A proper way to generate a random direction d(x,y,z) is to do the same, but add rejection-sampling.

If the resulting vector has length < 1, then normalize the vector, and use it.
If the resulting vector is longer, then reject it, and try again.

The downsides of the proper method are:

It is slower.
Freak occurrences of having to retry many times.
It has branch instructions in it.

I want the fastest possible, 8x SIMD way of generating random vectors. That means, no branching. And that got me thinking about a direction generator that is fast, but less skewed than the naive way. We would tolerate a little bias at the benefit of speed.
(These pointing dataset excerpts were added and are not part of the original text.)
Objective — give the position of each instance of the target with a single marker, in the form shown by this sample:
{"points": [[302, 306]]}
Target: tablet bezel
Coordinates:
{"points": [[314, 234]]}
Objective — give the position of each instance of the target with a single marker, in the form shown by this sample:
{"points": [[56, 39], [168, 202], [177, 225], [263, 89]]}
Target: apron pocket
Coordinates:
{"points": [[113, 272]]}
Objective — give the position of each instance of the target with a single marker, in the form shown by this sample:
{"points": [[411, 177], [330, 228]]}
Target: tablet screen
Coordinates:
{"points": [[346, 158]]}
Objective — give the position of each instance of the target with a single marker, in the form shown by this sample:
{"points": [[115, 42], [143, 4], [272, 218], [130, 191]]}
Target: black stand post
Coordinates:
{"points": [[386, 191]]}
An approach I came up with: just generate two sets of coordinates, yielding two candidates. Use the candidate with the shortest length. Picking that candidate can be achieved without any branching, by just using the _mm256_blendv_ps intrinsic.

In pseudo code:

// 8-way vector for the candidates a:
__m256 cand_ax = [random values -1..1]
__m256 cand_bx = [random values -1..1]
__m256 cand_cx = [random values -1..1]
// get lengths for candidates in a and b.
__m256 len_a = length_8way( cand_ax, cand_ay, cand_az );
__m256 len_b = length_8way( cand_bx, cand_by, cand_bz );
// pick the shortest candidates in each lane.
__m256 a_is_shorter = _mm256_cmp_ps( len_a, len_b, _CMP_LE_OS );
__m256 cand_x = _mm256_blend_ps( cand_bx, cand_az, a_is_shorter );
__m256 cand_y = _mm256_blend_ps( cand_by, cand_ay, a_is_shorter );
__m256 cand_z = _mm256_blend_ps( cand_bz, cand_az, a_is_shorter );
__m256 len    = _mm256_blend_ps( len_a, len_b, a_is_shorter );
// normalize
__m256 ilen = _mm256_rcp_ps(len);
__m256 x = _mm256_mul_ps( cand_x, ilen );
__m256 y = _mm256_mul_ps( cand_y, ilen );
__m256 z = _mm256_mul_ps( cand_z, ilen );

What is this all good for? You can generate noise fields with random gradients and not having to resort to lookup tables. No pesky gathers either! Just create the gradient on-the-fly, each time you sample the field. There is no memory bottle neck, it is all plain computing, without any branching. Added bonus: no wrap-around of the field due to limited size of lookup table.

Postscriptum
While implementing, I noticed that I forgot something: when sampling the field, I need to construct the random directions at 8 gridpoints, so it will be a lot slower than a table lookup, unfortunately. Oh well.